KRANTEN, radio en televisie in Zuid-Afrika verhalen dagelijks over gruwelijke misdaden en corruptieschandalen. Commentatoren waarschuwen voor de explosieve toestand in KwaZulu-Natal, de armoede, de terughoudendheid van buitenlandse investeerders. De wereld kijkt intussen met argusogen naar de ontwikkelingen in de zuidelijke punt van Afrika. Internationale leiders verwijzen naar het mirakel dat zich daar voordoet. Een voorbeeld voor de rest van het continent ?
?Het Zuid-Afrikaanse samenwerkingsmodel is uniek voor Afrika,? zegt filosofieprofessor Willie Esterhuyse van de universiteit van Stellenbosch. ?Niemand mag er echter mirakels van verwachten.? Hij noemt de regering van nationale eenheid ( ANC, NP en Inkatha) een pragmatische oplossing. De belangrijkste partijen werken als evenwaardige partners samen aan de hervorming van het politieke bestel. Esterhuyse plaatst dit proces tegenover de revolutionaire en de reformistische benadering. ?Zuid-Afrika volgde in de tijd van (premier/president) Pieter Willem Botha (1978-1989) de reformistische benadering : laat een beetje stoom uit de ketel, maar blijf het proces beheren. Het werd een catastrofe.?

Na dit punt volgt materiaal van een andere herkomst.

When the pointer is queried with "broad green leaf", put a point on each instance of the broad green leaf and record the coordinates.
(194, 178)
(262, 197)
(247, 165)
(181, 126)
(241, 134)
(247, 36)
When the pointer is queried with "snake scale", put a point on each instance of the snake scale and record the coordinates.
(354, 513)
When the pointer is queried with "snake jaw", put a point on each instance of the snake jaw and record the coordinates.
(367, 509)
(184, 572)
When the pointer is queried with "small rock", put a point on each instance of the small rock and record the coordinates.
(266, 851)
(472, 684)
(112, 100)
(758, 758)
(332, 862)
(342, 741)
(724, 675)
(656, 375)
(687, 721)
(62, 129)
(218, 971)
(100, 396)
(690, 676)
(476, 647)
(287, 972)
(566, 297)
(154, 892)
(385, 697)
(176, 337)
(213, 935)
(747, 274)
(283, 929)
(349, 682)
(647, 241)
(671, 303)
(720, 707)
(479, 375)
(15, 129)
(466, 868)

Het belang van het land voor Afrika en de rest van de wereld mag niet worden overschat, vindt economieprofessor Sampie Terreblanche (ook van de universiteit van Stellenbosch). ?Dat Zuid-Afrika het Afrikaanse continent kan redden, berust op valse hoop.? Terreblanche hecht geen belang aan de voorspelling dat Zuid-Afrika het slechte voorbeeld volgt van andere Afrikaanse landen. Hij vindt de zuidwaartse migratie van vluchtelingen zorgelijk. Op termijn kan die leiden tot de ontwrichting van de economie. Daarom riep de voorzitter van de warenhuisketen Pepkor, Christo Wiese, Zuid-Afrikaanse ondernemingen op om te investeren in de buurlanden. Door werk te scheppen in de voormalige Frontlijnstaten ontstaat een nieuwe afzetmarkt en een dam tegen de stroom illegale migranten. Wiese : ?Momenteel leven de Zuid-Afrikanen op een eiland van weelde in een zee van armoede. Dat is onhoudbaar.?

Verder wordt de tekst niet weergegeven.